# Greater Manyshot Book?



## DarkMask (Dec 3, 2006)

Greater Manyshot [General]
You are skilled at firing many arrows at once, even at different opponents. 

Prerequisites
Dex 17, Manyshot, Point Blank Shot, Rapid Shot, base attack bonus +6. 

Benefit
When you use the Manyshot feat, you can fire each arrow at a different target instead of firing all of them at the same target. You make a separate attack roll for each arrow, regardless of whether you fire them at separate targets or the same target. Your precision-based damage applies to each arrow fired, and, if you score a critical hit with more than one of the arrows, each critical hit deals critical damage. 

Special
A fighter may select this feat as one of his fighter bonus feats. 

I know this book is in the book of Psionic Feats, but my GM refuses to use anything from that book, even this ability that has nothing to do with Psionics. However, he says if I can find the same feat in another book he will allow it. So my question, is the feat Greater Manyshot in any other D&D book other then the book of Psionic Feats?


----------



## BlackSeed_Vash (Dec 3, 2006)

Sorry, I have never seen that Feat anywhere else. 
And to be honest, if I was the DM I would not allow the feat as is. It is just *too* good for a 4 Feat chain.


----------



## Ceska (Dec 3, 2006)

When  this summary is complete, then the feat is not in another book. I´m sorry.


----------



## frankthedm (Dec 3, 2006)

DarkMask said:
			
		

> I know this book is in the book of Psionic Feats, but my GM refuses to use anything from that book, even this ability that has nothing to do with Psionics. However, he says if I can find the same feat in another book he will allow it. So my question, is the feat Greater Manyshot in any other D&D book other then the book of Psionic Feats?

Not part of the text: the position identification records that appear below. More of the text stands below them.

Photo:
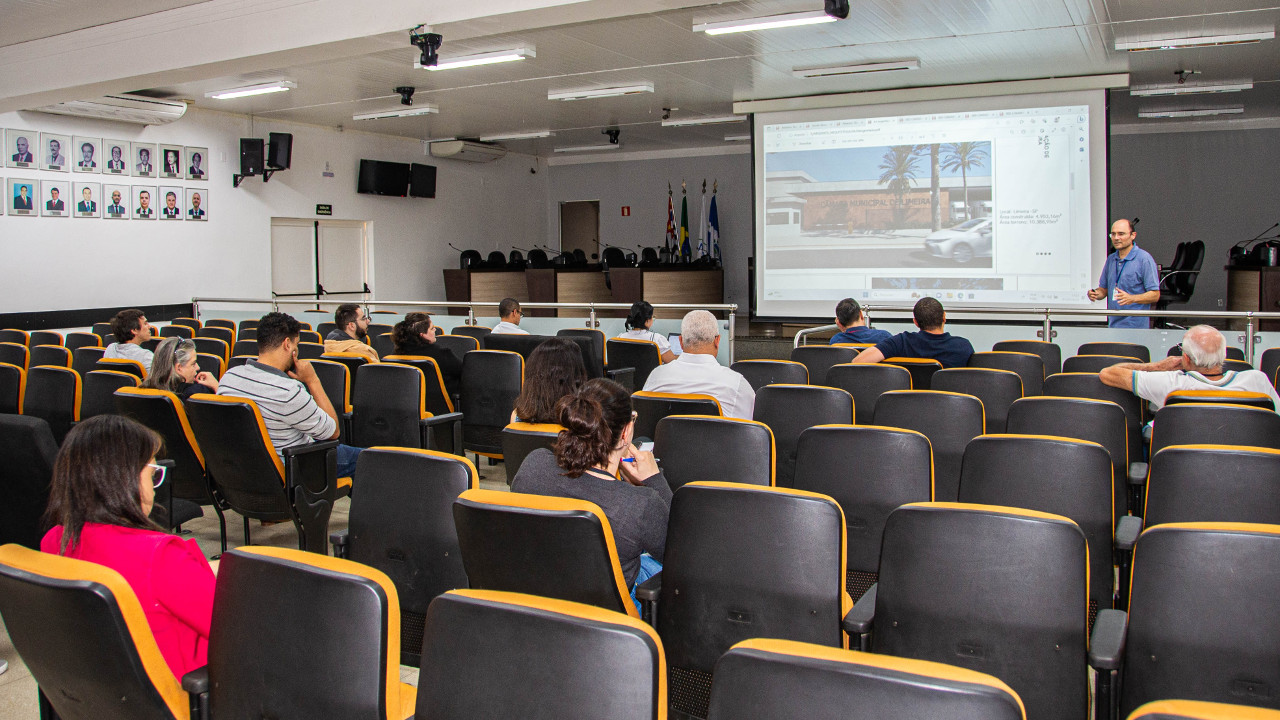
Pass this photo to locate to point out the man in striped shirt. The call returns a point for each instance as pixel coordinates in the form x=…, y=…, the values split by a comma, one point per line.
x=293, y=404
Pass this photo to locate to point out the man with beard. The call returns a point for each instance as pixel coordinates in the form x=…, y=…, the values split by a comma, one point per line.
x=351, y=333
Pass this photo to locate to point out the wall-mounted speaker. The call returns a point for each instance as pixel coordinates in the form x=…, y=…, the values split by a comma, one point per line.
x=251, y=155
x=279, y=150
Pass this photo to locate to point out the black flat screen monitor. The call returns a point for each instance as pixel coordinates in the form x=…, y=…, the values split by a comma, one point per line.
x=421, y=181
x=383, y=178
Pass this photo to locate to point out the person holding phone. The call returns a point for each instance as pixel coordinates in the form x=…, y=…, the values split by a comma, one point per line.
x=296, y=409
x=594, y=460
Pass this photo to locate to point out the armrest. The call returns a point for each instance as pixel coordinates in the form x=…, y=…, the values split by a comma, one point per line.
x=1106, y=643
x=1128, y=532
x=649, y=589
x=1137, y=473
x=338, y=541
x=859, y=619
x=196, y=682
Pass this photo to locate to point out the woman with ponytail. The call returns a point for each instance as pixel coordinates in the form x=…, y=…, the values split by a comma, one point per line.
x=594, y=460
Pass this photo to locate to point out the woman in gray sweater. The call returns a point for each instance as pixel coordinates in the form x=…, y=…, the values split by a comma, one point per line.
x=594, y=460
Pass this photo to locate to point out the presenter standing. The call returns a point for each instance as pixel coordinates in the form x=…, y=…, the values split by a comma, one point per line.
x=1129, y=279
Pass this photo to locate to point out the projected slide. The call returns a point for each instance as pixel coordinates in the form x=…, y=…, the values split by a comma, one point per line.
x=974, y=206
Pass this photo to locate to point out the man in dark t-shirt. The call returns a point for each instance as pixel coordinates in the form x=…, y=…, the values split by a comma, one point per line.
x=932, y=341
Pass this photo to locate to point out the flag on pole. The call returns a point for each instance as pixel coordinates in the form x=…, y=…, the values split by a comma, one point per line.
x=703, y=245
x=685, y=250
x=670, y=242
x=713, y=226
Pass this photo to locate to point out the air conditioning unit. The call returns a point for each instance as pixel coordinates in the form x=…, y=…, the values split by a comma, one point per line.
x=120, y=108
x=467, y=150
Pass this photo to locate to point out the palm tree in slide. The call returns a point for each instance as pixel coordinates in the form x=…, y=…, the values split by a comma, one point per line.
x=964, y=156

That kind of attitude I dislike. It is either too strong or not too strong. 

I'd say too strong for any class other than for a scout or maybe ranger. It is alright for the scout since the scout has to sacrifice a feat by taking Rapid shot. And they have no way to get that feat before level 12.


----------



## javcs (Dec 4, 2006)

Its in the SRD, albeit the psionics feats portion of it.

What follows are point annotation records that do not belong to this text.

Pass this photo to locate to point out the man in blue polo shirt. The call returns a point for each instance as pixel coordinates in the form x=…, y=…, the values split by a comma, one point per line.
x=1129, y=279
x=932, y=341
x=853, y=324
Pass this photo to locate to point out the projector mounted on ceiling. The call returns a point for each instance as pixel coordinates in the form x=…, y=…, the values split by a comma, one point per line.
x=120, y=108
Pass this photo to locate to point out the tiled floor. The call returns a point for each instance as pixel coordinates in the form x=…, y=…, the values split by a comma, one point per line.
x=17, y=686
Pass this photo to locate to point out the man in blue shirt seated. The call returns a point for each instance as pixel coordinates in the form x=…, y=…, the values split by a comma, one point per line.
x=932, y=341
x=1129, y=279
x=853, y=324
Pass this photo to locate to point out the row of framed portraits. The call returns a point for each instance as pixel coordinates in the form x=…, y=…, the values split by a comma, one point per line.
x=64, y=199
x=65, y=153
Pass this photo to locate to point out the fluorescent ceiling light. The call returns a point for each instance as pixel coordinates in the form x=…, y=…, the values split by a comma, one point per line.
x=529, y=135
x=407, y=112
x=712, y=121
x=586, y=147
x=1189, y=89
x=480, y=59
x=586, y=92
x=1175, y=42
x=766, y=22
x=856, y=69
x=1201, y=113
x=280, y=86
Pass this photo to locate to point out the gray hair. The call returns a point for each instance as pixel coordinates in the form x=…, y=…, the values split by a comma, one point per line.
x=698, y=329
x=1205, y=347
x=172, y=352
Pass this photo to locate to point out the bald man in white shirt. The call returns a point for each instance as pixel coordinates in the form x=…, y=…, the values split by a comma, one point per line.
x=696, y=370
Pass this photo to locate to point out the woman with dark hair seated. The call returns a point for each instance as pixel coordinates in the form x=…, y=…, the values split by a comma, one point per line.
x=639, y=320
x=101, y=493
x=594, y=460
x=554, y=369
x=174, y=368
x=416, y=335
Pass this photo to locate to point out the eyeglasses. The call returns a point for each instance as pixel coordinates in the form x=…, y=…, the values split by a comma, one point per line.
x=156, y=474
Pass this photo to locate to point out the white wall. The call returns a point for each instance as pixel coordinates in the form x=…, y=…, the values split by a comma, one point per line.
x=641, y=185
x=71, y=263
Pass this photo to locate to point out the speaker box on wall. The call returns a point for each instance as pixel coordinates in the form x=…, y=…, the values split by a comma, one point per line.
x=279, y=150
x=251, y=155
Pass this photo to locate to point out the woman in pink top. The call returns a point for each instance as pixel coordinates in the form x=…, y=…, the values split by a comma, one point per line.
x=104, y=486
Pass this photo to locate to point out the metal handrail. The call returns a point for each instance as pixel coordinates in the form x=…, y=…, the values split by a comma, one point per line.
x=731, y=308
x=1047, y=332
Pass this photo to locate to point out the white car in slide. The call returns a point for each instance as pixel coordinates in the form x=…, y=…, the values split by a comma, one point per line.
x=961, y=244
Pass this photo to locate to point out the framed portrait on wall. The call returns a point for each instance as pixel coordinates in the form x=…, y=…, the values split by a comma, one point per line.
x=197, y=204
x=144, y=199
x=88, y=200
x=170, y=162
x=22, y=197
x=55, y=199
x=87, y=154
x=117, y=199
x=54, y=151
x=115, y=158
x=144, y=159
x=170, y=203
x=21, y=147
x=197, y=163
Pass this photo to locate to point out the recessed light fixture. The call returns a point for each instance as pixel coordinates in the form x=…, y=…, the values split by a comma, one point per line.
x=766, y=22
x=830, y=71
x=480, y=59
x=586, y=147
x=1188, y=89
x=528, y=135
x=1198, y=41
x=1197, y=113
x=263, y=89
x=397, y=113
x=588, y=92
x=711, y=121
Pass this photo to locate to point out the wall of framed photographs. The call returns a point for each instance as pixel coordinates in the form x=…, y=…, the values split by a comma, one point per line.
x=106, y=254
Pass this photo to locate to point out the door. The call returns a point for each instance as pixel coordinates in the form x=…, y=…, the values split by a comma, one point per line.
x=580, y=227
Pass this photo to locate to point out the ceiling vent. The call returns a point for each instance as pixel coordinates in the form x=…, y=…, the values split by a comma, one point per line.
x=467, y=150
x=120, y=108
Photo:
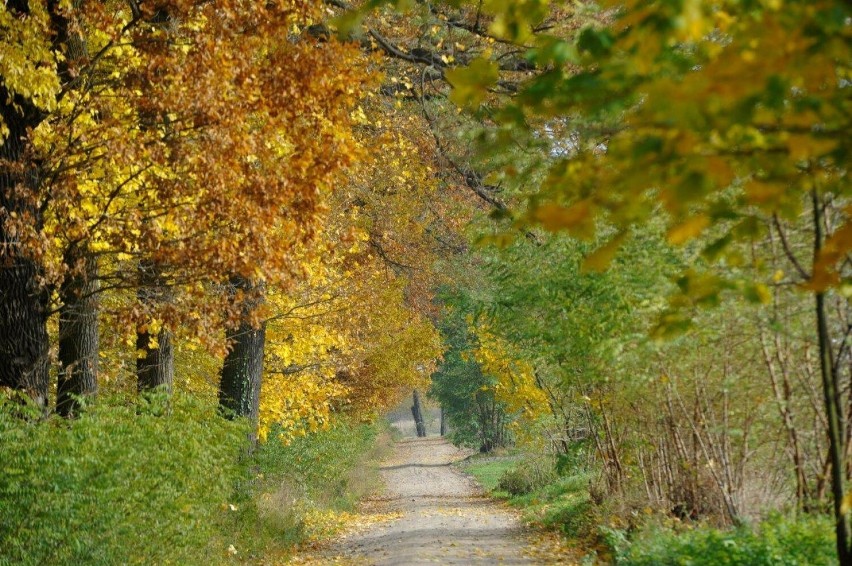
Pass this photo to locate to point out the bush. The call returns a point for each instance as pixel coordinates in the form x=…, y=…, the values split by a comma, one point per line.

Manyshot and greater manyshot are must have feats for scouts if they're going the archery route.

I don't think that Greater Manyshot is too strong, well, except perhaps in the hands of an Order of the Bow Initiate, but let's not go there.

The fighter doesn't really need it, rangers don't need it need it (it's quite useful, but not vitally important), and they're really the only classes that can get it early and not have to worry about useless feat burning much.

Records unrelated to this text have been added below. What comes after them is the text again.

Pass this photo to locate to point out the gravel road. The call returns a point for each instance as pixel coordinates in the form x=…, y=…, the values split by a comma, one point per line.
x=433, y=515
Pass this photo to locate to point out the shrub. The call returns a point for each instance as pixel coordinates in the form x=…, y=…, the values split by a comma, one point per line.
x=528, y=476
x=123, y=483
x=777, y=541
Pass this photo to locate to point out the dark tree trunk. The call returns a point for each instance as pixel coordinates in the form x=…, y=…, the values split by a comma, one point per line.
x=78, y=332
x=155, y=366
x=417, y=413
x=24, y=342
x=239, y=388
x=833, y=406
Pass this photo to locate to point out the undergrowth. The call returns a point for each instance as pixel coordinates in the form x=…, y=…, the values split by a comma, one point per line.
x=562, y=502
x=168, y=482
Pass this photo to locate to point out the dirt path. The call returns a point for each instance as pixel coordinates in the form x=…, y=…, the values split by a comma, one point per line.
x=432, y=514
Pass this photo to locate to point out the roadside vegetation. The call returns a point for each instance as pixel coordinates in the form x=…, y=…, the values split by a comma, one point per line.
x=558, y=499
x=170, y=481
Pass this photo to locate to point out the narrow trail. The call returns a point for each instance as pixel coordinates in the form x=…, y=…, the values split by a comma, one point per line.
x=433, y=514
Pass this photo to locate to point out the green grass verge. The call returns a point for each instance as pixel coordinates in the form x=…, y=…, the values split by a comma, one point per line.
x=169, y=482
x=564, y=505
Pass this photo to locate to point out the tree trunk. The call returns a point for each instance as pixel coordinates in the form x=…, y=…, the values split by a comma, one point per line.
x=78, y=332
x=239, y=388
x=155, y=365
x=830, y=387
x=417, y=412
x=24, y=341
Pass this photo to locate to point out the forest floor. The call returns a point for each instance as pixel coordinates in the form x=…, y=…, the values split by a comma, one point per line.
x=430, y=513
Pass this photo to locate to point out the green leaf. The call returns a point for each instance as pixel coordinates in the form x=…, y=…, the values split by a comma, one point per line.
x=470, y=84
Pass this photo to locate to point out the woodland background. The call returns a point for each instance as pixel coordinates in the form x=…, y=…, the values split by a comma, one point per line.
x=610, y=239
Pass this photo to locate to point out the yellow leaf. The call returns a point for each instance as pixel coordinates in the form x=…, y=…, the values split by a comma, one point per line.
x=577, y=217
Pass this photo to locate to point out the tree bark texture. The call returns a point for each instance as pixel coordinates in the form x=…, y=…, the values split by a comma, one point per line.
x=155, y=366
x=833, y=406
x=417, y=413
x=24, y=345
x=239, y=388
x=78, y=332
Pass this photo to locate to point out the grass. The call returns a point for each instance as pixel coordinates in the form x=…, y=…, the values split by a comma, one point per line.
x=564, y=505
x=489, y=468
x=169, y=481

Scouts are the only people who consistently get a decent amount of mileage from Greater Manyshot because of skirmish. Everybody else is probably better off getting Improved Rapid Shot (CWar), which lets you ignore the -2 penalty.


----------



## nonsi256 (Jul 20, 2012)

DarkMask said:


> However, he says if I can find the same feat in another book he will allow it.




Tell your DM not to make an idiot of himself/herself.
Either the feat is decent or not. It doesn't matter where it is written.


EDIT:
Ooops. That's one thread necromancy 
Didn't notice the date.


----------



## Sekhmet (Jul 20, 2012)

Feat Index
Feat Index is fantastic.


----------



## Dannyalcatraz (Jul 20, 2012)

> Barnhill8
> has no status.
> 
> Registered User
> ...



Reported


----------



## Dannyalcatraz (Jul 20, 2012)

> William400
> has no status.
> 
> Registered User
> ...



Reported


----------



## Dannyalcatraz (Jul 21, 2012)

> Virginia7
> has no status.
> 
> Registered User
> ...



Reported


----------



## frankthedm (Jul 23, 2012)

Wow, spambots really like this feat.



			
				nonsi256 said:
			
		

> Either the feat is decent or not. It doesn't matter where it is written.



While I personally agree feats should be judged on their own merits, sometimes banning material based on what book it is in can be prudent.  It is a useful method to avoid arguments of what is, and what isn't overpowered, which can vital dependent on group dynamics.


----------